Thanks to research into the mechanics of inflammation, the means by which supplements target inflammation are increasingly understandable, too. “Broadly speaking,” Doyle explains, “supplements help reduce inflammation by interacting with biochemical and messenger pathways that regulate—or dysregulate—inflammation.”
In vitro and in vivo human clinical studies bear this out, with results indicating that plant-sourced bioactives may “prevent and manage a host of inflammatory-related conditions,” Majeed notes. He points to clinical evaluations of such natural supplements as curcuminoids, ginger extract, and boswellia extract, to name a few, that find a “significant role” for these ingredients in managing inflammation-associated conditions.
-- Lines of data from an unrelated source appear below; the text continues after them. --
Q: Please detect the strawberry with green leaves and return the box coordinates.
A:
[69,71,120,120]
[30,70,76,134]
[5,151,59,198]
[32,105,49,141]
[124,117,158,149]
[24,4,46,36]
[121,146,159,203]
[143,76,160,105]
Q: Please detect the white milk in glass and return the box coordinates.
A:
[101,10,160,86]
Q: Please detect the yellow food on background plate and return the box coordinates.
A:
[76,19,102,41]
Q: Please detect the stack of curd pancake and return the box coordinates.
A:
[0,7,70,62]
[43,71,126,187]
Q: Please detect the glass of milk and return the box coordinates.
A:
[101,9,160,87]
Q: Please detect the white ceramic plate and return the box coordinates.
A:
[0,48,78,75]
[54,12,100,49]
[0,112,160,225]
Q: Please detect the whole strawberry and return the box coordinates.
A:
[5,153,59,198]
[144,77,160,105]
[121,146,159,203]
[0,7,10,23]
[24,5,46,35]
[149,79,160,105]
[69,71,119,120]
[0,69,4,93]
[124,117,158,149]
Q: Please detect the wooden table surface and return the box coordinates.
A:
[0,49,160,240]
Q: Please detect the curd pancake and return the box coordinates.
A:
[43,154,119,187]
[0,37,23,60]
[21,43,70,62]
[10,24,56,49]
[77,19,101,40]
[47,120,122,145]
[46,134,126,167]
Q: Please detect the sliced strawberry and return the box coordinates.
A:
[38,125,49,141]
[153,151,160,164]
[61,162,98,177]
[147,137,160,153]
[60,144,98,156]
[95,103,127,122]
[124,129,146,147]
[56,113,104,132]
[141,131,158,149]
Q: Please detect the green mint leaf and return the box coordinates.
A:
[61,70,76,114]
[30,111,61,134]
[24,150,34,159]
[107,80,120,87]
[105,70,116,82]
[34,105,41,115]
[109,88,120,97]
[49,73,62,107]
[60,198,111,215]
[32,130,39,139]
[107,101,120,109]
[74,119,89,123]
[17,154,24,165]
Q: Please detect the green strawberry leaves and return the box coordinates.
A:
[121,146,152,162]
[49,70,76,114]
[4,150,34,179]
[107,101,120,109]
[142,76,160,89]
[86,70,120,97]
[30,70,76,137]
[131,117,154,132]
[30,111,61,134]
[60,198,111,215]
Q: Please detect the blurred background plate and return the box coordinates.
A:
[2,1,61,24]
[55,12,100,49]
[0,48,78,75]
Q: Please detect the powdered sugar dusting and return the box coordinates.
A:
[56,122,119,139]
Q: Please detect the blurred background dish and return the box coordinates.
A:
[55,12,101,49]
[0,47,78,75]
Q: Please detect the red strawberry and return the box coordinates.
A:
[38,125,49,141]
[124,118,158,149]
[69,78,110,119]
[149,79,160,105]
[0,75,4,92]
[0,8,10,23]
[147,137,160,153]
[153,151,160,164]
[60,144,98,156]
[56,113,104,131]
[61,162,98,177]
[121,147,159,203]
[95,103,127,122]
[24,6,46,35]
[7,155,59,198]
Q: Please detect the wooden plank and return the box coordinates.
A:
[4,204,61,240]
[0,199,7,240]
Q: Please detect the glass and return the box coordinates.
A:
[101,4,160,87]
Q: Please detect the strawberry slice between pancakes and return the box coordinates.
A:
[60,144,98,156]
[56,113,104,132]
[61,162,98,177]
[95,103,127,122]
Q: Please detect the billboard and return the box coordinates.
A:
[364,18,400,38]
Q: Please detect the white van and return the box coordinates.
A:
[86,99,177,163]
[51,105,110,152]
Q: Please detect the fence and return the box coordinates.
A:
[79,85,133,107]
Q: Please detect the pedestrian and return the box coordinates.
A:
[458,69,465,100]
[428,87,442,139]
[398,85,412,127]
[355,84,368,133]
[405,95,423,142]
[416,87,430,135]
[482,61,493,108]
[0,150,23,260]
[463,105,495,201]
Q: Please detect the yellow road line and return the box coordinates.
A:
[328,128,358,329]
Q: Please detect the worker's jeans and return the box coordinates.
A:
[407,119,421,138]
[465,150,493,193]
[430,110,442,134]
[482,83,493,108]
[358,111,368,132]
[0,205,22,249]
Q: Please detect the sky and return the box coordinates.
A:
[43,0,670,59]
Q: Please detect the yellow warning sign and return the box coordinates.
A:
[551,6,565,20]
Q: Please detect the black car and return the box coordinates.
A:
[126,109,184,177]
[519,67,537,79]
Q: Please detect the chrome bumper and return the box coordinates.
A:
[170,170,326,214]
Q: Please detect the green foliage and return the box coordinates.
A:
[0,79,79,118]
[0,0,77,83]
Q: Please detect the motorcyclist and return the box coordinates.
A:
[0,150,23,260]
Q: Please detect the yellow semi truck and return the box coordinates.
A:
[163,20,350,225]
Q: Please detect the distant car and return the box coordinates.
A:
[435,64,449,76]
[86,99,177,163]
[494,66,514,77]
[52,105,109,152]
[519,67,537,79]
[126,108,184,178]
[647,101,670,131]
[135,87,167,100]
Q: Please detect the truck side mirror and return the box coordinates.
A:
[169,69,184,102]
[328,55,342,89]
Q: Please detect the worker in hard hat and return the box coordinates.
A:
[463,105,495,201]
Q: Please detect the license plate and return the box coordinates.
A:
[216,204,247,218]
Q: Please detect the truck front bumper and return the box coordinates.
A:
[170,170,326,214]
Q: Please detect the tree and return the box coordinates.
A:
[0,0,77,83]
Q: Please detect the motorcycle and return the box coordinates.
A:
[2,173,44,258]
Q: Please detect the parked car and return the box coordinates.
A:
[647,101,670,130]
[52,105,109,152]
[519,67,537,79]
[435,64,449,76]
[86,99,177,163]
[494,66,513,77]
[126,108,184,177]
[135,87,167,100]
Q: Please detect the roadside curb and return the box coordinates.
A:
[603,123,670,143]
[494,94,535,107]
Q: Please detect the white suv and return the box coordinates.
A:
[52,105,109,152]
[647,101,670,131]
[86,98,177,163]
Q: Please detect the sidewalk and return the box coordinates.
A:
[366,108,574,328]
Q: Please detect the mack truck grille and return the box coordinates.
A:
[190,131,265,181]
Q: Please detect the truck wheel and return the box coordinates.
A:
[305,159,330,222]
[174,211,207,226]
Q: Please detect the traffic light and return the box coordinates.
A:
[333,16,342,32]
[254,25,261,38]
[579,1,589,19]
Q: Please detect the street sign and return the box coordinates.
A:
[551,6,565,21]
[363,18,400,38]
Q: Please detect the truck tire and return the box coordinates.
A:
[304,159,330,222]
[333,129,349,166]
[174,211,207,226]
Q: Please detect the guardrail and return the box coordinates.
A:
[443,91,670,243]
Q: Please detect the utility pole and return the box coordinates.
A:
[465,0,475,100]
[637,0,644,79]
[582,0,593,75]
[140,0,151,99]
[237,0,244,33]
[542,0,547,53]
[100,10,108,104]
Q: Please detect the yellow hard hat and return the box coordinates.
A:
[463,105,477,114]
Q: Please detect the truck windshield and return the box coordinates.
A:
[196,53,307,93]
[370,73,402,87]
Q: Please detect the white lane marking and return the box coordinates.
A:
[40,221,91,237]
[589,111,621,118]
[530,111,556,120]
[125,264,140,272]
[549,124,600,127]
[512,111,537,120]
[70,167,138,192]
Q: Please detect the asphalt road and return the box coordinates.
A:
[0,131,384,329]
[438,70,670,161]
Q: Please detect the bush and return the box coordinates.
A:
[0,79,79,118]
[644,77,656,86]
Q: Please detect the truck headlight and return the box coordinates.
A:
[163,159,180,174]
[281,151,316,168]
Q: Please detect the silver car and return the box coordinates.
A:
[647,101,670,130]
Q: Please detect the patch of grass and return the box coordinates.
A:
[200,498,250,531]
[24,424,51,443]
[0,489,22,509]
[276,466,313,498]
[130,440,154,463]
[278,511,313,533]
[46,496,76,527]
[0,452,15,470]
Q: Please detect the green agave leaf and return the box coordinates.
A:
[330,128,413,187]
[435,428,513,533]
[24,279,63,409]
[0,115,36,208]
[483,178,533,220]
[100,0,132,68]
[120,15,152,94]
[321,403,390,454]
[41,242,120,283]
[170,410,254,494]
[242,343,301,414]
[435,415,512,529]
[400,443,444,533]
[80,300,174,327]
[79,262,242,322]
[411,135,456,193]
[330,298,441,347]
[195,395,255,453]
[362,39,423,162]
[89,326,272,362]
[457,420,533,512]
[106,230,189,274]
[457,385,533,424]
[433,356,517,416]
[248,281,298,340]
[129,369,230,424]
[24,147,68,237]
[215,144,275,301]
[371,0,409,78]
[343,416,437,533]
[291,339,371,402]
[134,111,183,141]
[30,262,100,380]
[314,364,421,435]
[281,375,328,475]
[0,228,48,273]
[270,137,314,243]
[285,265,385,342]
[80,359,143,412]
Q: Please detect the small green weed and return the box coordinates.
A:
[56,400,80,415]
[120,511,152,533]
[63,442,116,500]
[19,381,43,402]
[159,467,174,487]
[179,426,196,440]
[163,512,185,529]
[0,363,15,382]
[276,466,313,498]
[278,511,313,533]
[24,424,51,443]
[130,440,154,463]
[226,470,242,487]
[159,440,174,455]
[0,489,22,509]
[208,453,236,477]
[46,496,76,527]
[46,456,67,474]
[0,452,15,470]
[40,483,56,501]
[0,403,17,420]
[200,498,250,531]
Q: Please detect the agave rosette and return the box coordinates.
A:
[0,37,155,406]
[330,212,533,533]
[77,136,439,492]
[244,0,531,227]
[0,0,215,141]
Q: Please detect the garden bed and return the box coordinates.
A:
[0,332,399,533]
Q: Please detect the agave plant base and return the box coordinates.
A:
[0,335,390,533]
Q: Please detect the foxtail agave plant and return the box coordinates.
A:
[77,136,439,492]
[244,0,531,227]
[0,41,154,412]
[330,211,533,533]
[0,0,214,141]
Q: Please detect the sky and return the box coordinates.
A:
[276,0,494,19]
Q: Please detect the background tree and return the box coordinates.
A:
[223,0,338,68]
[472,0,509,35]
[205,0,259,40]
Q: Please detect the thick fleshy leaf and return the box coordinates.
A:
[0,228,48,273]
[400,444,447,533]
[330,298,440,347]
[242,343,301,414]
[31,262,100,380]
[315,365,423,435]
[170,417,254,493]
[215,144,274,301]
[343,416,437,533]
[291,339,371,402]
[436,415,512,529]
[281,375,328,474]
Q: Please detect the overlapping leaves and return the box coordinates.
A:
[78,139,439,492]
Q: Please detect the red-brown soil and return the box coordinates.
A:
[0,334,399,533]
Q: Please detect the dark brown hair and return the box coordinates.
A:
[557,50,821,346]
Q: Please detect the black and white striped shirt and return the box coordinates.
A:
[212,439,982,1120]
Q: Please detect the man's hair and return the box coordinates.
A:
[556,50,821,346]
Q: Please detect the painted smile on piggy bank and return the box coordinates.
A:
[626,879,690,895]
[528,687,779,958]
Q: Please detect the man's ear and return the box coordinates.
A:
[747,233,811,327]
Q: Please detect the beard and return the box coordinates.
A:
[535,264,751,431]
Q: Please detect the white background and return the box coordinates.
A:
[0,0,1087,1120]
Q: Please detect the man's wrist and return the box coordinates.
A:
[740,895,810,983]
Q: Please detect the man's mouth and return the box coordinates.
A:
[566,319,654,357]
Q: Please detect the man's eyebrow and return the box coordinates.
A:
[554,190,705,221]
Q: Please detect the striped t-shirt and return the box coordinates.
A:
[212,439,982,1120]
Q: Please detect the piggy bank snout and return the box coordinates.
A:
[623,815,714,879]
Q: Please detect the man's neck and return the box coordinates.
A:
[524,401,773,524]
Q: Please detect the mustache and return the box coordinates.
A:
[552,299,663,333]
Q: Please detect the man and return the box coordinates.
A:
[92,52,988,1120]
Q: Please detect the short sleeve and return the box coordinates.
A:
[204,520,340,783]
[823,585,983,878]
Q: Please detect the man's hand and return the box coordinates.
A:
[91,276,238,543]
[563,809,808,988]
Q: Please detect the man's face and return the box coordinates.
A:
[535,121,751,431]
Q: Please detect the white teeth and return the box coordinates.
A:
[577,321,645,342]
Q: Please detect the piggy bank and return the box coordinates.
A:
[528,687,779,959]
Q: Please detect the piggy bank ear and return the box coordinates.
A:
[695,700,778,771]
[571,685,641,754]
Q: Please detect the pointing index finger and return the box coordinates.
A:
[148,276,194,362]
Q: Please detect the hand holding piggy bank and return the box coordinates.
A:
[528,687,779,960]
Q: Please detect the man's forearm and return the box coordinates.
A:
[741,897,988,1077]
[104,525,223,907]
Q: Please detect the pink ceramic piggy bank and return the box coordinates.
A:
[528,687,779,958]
Take boswellia. A product of the same plant that gives us Indian frankincense (Boswellia serrata), boswellia extract is rich in boswellic acids, the pentacyclic triterpenes that are its active components. “The anti-inflammatory property of boswellic acid is due to its unique ability to block two pro-inflammatory enzymes: 5-lipoxygenase and human leukocyte elastase,” Majeed says. “This mechanism is much like conventional non-steroidal anti-inflammatory drugs, or NSAIDs,” but without side effects like stomach irritation and ulceration.